After having the idea of putting a Shed in a double decker bus over Christmas 2018, we started talking to various people we knew about the idea. There was an overwhelming positive response from these people and we soon had £1,000 to look into the feasibility. The most negative reponse came from the chair of another Shed who said: “Yes go ahead – if it works we may do the same”.
We wrote a business plan and then approached our two major funders: The National Lottery Community Fund (nee Awards for All) and Hampshire County Council. It took a while but by October 2019 we had all of the money we needed for the project.
We went on a hunt for a suitable bus and managed to get in a position to put in a bid on one of several that Stagecoach London were retiring from public service. We secured it and then just needed somewhere to keep it. Our initial offer came from the head of the local school where Basingstoke Shed has its main site – this was a great offer though we were concerned that the Bus would be stored near a football pitch in the middle of a new housing estate. We may well have taken up that offer had we not got another offer from Stagecoach in Basingstoke to keep the bus at their depot. The obvious advantage to this (apart from the lack of footballs flying at it) is that this is where Stagecoach fix and service their Basingstoke fleet of buses and the engineers there are very helpful, giving us advice and guidance when we need to work on ours.

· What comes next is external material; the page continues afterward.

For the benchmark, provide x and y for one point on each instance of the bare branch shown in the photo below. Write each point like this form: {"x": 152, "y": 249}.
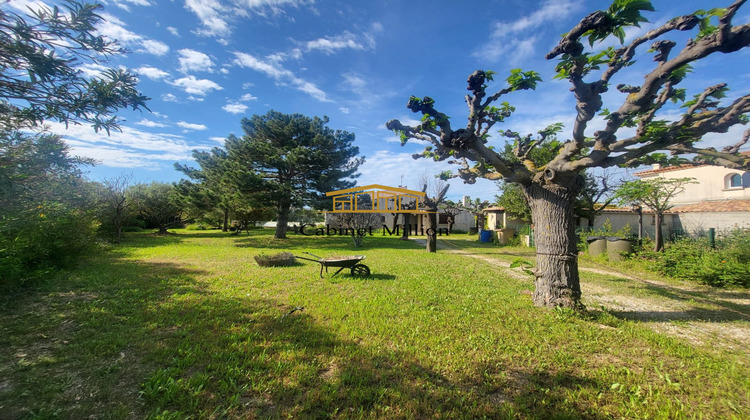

Then two things happened that really delayed things. The first was that there was a mechanical fault with the service brake, so our idea of getting the Bus MOT’d where it was (in Essex) and then driving it to Basingstoke was delayed – we got a local recovery company to tow it away and then fix it. Several dates when it was going to be MOT’d came and went. Communication with the recovery company was extremely difficult, with commitments to call back never once being met. Then Covid hit and it turned a bad situation into a very much worse one. The DVSA (who do Bus MOTs) decided not to do any for three months and furloughed or redeployed all the testers. When tests resumed, it took quite a while to actually get one done, the recovery company not having used the lockdown to improve their service. Finally, we did get an MOT and arranged for a qualified driver to collect it. He drove it about 100 yards and it stopped. He got it going again and it did another 100 yards and stopped again. He took it back to the recovery company and asked how they managed to get it to go the several miles necessary for the MOT; it turned out they’d towed it, claiming that was normal practise for commercial vehicles.
We decided to cut our losses and engage a different recovery company to tow it to Basingstoke. So, on 12-Sep-20, 21 months after conceiving the idea of Shed-in-a-Bus, it arrived in Basingstoke and a new and much more productive conversion phase began.